As a general rule, direct traders (such as the main FOREX participants) are either wealthy or acting as agents/brokers for many smaller investors. Or sometimes both.
Stocks can be traded in a number of ways. You can always buy from someone you know, assuming that they wish to sell (and are not prevented from doing so in the case of closely-held corporations). Then there are the over-the-counter networks, where my agent deals with your agent. Major trading in generally done via exchanges, since they provide better mechanisms and regulation of trading and in turn are usually licensed to do so by some government.. In olden days, people would typically have a specific person that they would use as their broker and the broker would often belong to a brokerage house.
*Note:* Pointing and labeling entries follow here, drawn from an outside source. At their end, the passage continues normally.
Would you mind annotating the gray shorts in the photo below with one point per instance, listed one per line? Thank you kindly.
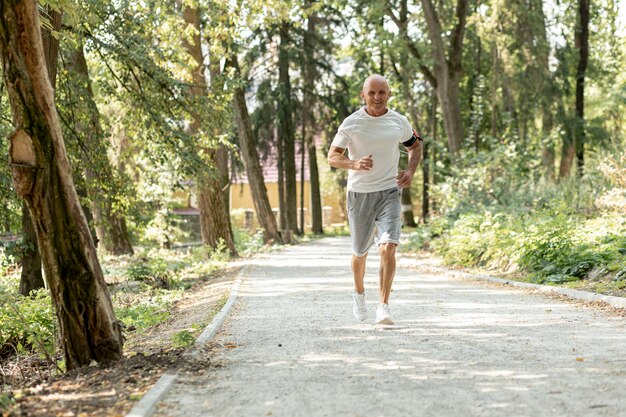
(366, 210)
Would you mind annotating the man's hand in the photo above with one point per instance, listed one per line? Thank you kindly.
(363, 164)
(404, 178)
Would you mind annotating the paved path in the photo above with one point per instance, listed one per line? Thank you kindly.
(291, 348)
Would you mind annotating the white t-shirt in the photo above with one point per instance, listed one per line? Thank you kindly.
(365, 135)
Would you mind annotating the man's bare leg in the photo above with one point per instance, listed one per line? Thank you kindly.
(358, 270)
(387, 269)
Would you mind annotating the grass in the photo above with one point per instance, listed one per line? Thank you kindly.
(544, 246)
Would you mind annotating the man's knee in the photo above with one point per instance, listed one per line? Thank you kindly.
(387, 249)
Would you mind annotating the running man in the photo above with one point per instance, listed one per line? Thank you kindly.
(372, 135)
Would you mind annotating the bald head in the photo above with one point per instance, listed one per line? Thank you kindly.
(375, 93)
(376, 79)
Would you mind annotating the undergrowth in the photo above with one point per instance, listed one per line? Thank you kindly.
(555, 233)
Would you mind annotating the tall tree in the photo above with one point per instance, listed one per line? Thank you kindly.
(214, 221)
(31, 277)
(309, 74)
(286, 128)
(445, 76)
(250, 155)
(41, 174)
(110, 222)
(581, 42)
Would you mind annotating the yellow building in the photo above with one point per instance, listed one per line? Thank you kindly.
(242, 205)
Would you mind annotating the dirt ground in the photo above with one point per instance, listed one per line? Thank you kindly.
(112, 391)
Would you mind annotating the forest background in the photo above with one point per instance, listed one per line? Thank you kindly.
(521, 103)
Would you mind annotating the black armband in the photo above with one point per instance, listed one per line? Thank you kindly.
(414, 138)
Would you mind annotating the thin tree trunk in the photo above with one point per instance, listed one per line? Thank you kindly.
(302, 157)
(110, 225)
(286, 131)
(407, 201)
(31, 277)
(42, 177)
(434, 158)
(582, 44)
(568, 149)
(251, 160)
(215, 223)
(494, 92)
(308, 119)
(280, 162)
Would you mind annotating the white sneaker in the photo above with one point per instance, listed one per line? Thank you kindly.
(383, 315)
(359, 309)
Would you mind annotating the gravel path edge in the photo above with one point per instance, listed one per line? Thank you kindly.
(146, 406)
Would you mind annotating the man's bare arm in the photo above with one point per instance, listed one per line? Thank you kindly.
(338, 159)
(405, 176)
(415, 156)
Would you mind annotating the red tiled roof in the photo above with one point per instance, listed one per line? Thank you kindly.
(270, 167)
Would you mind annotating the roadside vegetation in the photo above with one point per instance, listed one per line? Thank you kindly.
(569, 233)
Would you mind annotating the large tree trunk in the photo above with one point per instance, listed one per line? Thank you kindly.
(582, 44)
(31, 277)
(286, 131)
(214, 220)
(447, 71)
(251, 161)
(110, 225)
(42, 177)
(310, 75)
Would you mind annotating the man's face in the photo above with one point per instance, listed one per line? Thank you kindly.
(376, 94)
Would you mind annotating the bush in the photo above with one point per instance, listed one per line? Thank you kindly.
(28, 323)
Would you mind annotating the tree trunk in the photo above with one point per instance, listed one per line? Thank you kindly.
(433, 162)
(31, 277)
(447, 71)
(582, 44)
(310, 75)
(42, 177)
(110, 225)
(280, 162)
(251, 161)
(214, 219)
(286, 131)
(406, 76)
(425, 183)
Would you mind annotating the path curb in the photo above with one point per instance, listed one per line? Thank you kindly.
(618, 302)
(145, 407)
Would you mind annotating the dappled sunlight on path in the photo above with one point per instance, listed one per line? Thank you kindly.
(292, 348)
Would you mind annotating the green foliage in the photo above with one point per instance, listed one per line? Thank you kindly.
(141, 313)
(183, 339)
(248, 243)
(6, 401)
(28, 323)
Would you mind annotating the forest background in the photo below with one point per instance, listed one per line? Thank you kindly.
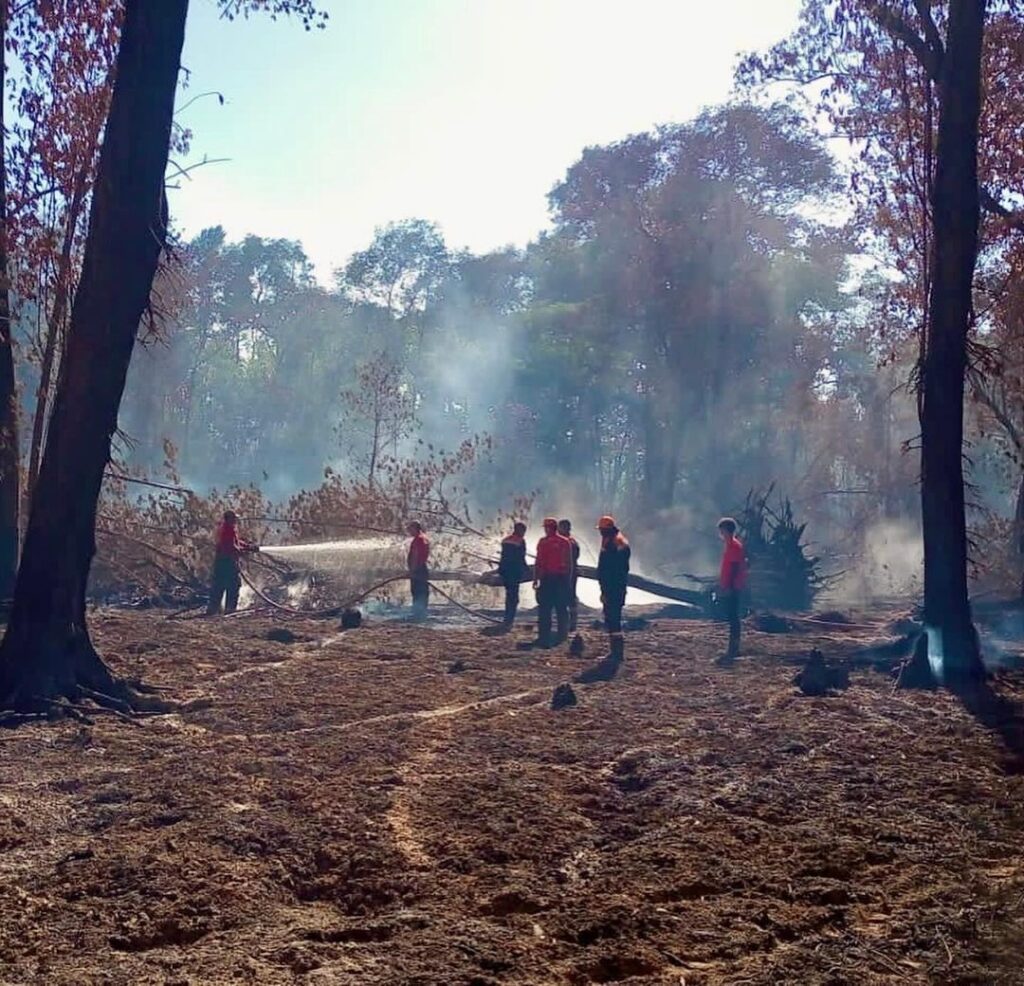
(721, 305)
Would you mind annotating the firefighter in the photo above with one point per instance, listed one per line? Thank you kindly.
(419, 553)
(512, 567)
(612, 569)
(552, 573)
(226, 581)
(565, 529)
(731, 582)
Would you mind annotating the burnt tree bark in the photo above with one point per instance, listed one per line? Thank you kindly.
(10, 472)
(954, 651)
(46, 653)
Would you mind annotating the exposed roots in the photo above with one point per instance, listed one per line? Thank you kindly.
(75, 683)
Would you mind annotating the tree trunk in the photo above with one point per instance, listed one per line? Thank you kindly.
(54, 334)
(46, 652)
(953, 643)
(1019, 529)
(10, 473)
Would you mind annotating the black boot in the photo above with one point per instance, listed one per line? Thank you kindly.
(607, 667)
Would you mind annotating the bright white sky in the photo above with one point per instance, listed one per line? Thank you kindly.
(464, 112)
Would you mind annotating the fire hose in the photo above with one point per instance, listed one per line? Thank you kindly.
(336, 610)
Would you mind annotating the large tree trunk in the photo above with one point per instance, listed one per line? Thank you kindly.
(46, 652)
(953, 647)
(54, 333)
(10, 474)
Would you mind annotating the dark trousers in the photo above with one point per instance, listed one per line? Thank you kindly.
(420, 589)
(613, 602)
(225, 584)
(511, 600)
(730, 613)
(553, 596)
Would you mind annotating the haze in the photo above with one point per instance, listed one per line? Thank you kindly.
(464, 112)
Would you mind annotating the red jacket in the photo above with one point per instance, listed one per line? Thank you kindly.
(228, 545)
(419, 552)
(733, 573)
(554, 556)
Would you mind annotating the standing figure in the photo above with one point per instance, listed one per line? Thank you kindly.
(612, 570)
(512, 567)
(731, 582)
(552, 573)
(226, 581)
(419, 553)
(565, 529)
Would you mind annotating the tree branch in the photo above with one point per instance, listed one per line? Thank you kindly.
(899, 30)
(990, 204)
(932, 36)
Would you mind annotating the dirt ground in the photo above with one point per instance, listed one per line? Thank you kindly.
(346, 809)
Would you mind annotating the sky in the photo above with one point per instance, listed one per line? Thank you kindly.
(462, 112)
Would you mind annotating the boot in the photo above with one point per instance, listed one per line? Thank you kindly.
(607, 667)
(563, 626)
(617, 652)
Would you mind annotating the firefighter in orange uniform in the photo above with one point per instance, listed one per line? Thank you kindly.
(553, 573)
(419, 554)
(612, 571)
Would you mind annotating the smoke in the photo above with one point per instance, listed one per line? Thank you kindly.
(888, 564)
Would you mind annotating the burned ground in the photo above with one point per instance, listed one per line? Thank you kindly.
(401, 805)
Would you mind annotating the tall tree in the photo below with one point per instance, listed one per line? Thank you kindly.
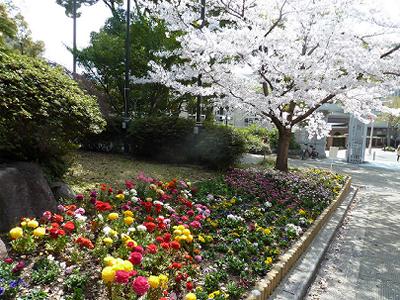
(283, 59)
(103, 62)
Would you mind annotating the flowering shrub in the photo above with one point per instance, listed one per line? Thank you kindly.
(165, 240)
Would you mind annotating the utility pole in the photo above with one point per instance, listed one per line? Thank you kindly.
(199, 78)
(127, 70)
(74, 37)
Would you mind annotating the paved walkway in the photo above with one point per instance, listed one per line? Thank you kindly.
(363, 261)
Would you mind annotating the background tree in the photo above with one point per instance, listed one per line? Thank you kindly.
(103, 61)
(15, 34)
(282, 59)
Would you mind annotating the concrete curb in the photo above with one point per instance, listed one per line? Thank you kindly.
(296, 284)
(287, 260)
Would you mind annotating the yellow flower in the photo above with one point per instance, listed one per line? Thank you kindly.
(128, 220)
(163, 278)
(120, 196)
(108, 274)
(16, 233)
(109, 260)
(268, 261)
(190, 296)
(127, 265)
(128, 213)
(154, 281)
(39, 232)
(108, 241)
(113, 216)
(33, 224)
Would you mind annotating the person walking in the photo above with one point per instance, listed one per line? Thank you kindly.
(398, 152)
With the advent of the Internet, impersonal brokerages grew up such as fidelity.com and more recently, robinhood where it's strictly between you and your computers. The advantage of old-time brokerages was that they'd typically publish investment newsletters - although that practice I think has largely been abandoned nowadays. And the broker knew you and could tailor investment advice based on your needs and goals - subject to whatever products their employers were pushing, of course.
You can buy and sell currency at many banks as well as other locations. At one time, two staples at airports (back when you could board a plane and remain fully-clothed) were the carousel where you could pick up travel insurance and the booth where you could exchange currency. I think that both are now history. Travel insurance is often a perk with whatever credit card you paid for your tickets on and who needs hard cash when your credit card - or more recently, your cellphone's NFT app - can do direct transfers?
But those are generally pretty petty transactions. FOREX is an OTC system. One of its primary uses is to aid in international transaction systems such as SWIFT. Used as a vehicle for currency speculation, though, you'd generally want to be dealing with very large amounts of money. Currencies, after all, are at the very heart of the financial systems of nations, and those nations are much happier when their exchange rates are relatively stable, so it takes a lot of money on the fat end of the lever to make much money from the swings in the system.
And. of course, as with any fungible commodity, if there's a market, you can expect to find a futures market as well. But that's another story.
I won't say that individuals should avoid currency trading. But I would recommend talking to a local investment expert. Who would probably advise making it a part of a larger investment plan at best.